Newsletter n°4 – juillet 2021

Au mois de juillet, ni veste, ni corset.

Anonyme.

Avec la réouverture des terrasses, j’ai pu m’adonner à nouveau, enfin, à l’une des activités dont nous étions privés depuis quasiment un an : l’observation des passants. Or il m’est apparu, à bien y regarder, que chacun dans la rue semble faire effort pour être quelqu’un, ou du moins en avoir l’air. J’entends quelqu’un d’unique, ou du moins d’unique en son genre : chacun son style, chacun son accessoire, chacun sa démarche, chacun sa manière de se tenir, chacun ses tatouages… je me suis demandé, alors, si derrière cette apparente diversité, ne se cachait pas en réalité une grande uniformité : chacun son style, mais tous stylés. Chacun unique, mais tous uniques… et de l’uniformité au conformisme, il n’y a qu’un pas. Peut-être, même, que cette quête de l’individualité de chacun est particulièrement exacerbée à notre époque, comme s’il s’agissait, quasiment, d’une injonction à être unique, à être soi-même – enfin soi-même.

Mais sans doute les racines d’un tel phénomène sont anciennes : on trouve depuis des siècles, en Occident, une valorisation de l’individu unique, génial, hors du commun, à travers la figure de l’artiste de génie. Seul Mozart a pu être Mozart, Beethoven Beethoven, ou Picasso Picasso. Le génie créateur est ainsi une individualité unique qui donne pleinement la mesure de ce qu’il est, lui et personne d’autre. Modèle de l’artiste génial qui s’est lui-même peu à peu construit en opposition à la figure de l’artisan, qui, lui, ne serait que l’humble ouvrier d’une production utilitaire, sans originalité, et sans personnalité.

Or il n’en a pas toujours été ainsi, ni partout ! En grec ancien, il n’y a qu’un seul mot, « tecknè », pour désigner à la fois l’art et l’artisanat. Et dans certaines civilisations d’Afrique, les masques rituels sculptés dans l’ébène, aussi géniaux et originaux soient-ils, ne sont pas signés par leur créateur. Pourquoi? Peut-être parce que le but du sculpteur de masque n’est pas de faire une pièce unique qui révèlerait à tous son génie, pour finir dans un musée ; mais au contraire de s’effacer le plus possible pour mettre en relation, à travers sa création, la communauté et la divinité qui va venir s’incarner dans le porteur de masque. Est-ce que ces masques ne sont pas « artistiques » pour autant?…

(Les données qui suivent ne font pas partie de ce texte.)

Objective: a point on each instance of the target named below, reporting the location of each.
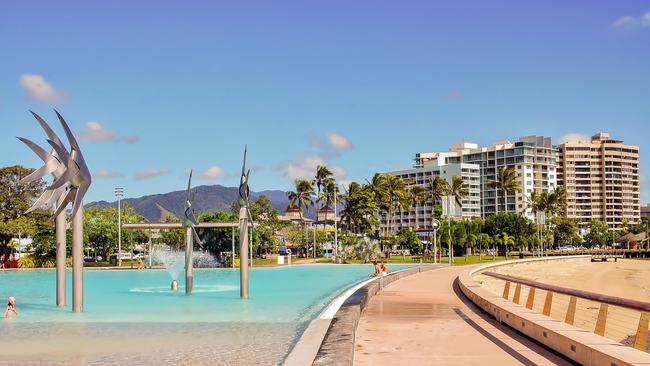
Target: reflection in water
(197, 289)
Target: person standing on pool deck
(11, 311)
(383, 268)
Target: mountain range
(207, 198)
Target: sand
(626, 278)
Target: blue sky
(156, 88)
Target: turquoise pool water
(132, 316)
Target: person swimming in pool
(11, 311)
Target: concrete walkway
(424, 320)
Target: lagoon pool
(132, 316)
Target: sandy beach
(626, 278)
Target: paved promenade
(424, 320)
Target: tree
(507, 182)
(565, 231)
(323, 179)
(301, 198)
(458, 191)
(359, 208)
(395, 189)
(416, 196)
(598, 234)
(407, 238)
(218, 241)
(100, 229)
(15, 199)
(472, 240)
(483, 238)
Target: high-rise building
(534, 158)
(420, 219)
(601, 177)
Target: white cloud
(339, 142)
(455, 94)
(305, 168)
(107, 174)
(632, 22)
(130, 139)
(152, 173)
(95, 132)
(332, 144)
(214, 172)
(573, 137)
(626, 22)
(40, 89)
(645, 19)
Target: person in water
(377, 267)
(383, 268)
(11, 311)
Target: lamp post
(435, 225)
(336, 227)
(119, 193)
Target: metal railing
(615, 315)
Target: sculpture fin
(48, 131)
(78, 200)
(41, 200)
(68, 132)
(69, 197)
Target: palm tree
(482, 238)
(395, 189)
(323, 175)
(301, 198)
(507, 182)
(378, 187)
(496, 241)
(416, 196)
(459, 191)
(471, 241)
(507, 240)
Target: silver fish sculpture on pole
(72, 179)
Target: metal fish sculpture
(189, 219)
(72, 178)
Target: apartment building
(601, 177)
(534, 158)
(420, 218)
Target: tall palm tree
(458, 190)
(323, 175)
(395, 189)
(437, 188)
(378, 188)
(301, 198)
(506, 182)
(416, 196)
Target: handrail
(611, 300)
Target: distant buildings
(645, 212)
(421, 220)
(601, 178)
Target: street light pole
(119, 193)
(336, 227)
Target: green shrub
(32, 261)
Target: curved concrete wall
(337, 347)
(577, 344)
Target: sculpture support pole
(189, 264)
(243, 254)
(77, 260)
(61, 256)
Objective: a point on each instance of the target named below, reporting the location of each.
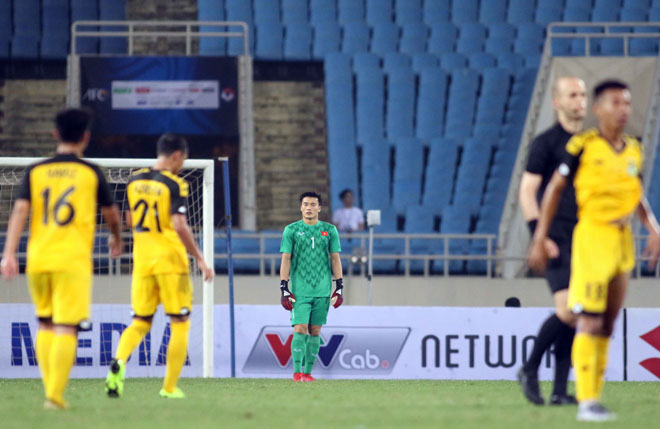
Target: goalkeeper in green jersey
(309, 248)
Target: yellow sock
(44, 343)
(602, 349)
(131, 337)
(177, 351)
(585, 366)
(60, 361)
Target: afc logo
(652, 365)
(95, 94)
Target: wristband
(531, 224)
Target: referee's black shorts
(558, 271)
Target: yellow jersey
(63, 192)
(153, 197)
(607, 183)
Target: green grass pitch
(265, 403)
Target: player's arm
(652, 249)
(17, 220)
(180, 225)
(538, 255)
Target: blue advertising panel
(153, 95)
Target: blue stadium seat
(244, 245)
(520, 11)
(365, 60)
(637, 4)
(454, 221)
(604, 15)
(498, 46)
(413, 39)
(607, 4)
(400, 103)
(269, 40)
(471, 38)
(266, 11)
(294, 12)
(408, 167)
(442, 39)
(584, 4)
(492, 11)
(419, 220)
(350, 11)
(512, 62)
(385, 38)
(431, 103)
(633, 15)
(322, 11)
(298, 42)
(436, 12)
(453, 61)
(355, 38)
(395, 60)
(577, 14)
(502, 30)
(369, 104)
(464, 11)
(375, 174)
(546, 16)
(408, 11)
(481, 60)
(550, 4)
(440, 173)
(378, 11)
(327, 39)
(208, 10)
(424, 60)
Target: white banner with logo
(357, 342)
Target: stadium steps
(27, 109)
(290, 148)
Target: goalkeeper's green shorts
(310, 311)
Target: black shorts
(558, 271)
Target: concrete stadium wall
(387, 291)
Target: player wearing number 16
(310, 248)
(161, 236)
(61, 195)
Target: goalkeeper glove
(337, 297)
(287, 299)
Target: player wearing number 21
(161, 236)
(310, 248)
(61, 196)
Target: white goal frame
(207, 231)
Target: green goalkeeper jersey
(309, 246)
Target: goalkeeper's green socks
(298, 351)
(312, 350)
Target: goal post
(200, 176)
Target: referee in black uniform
(569, 101)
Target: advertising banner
(154, 95)
(358, 342)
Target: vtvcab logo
(344, 351)
(652, 364)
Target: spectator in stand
(348, 218)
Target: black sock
(563, 346)
(546, 336)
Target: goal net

C’est pourquoi le travail du bois, pour moi, est une excellente thérapie pour cesser de vouloir à tout prix devenir quelqu’un. Il s’agit au contraire de n’être plus qu’un vecteur, vecteur de la transformation d’une matière, le bois, d’un état à un autre. De fabriquer un objet d’abord utile, dont l’originalité ou la beauté ne sera pas la première qualité, mais uniquement la conséquence. De rendre hommage à l’arbre qui a poussé en le gâchant le moins possible, en ne brusquant pas ses fibres, en ne se mettant pas en avant soi mais en s’inclinant pour ce supplément de vie qu’il nous offre au prix de la sienne. Il s’agit, finalement, de restituer ce sentiment que l’on ressent tous au pied d’un arbre majestueux. Si l’artisanat est un art, c’est d’abord l’art de devenir personne.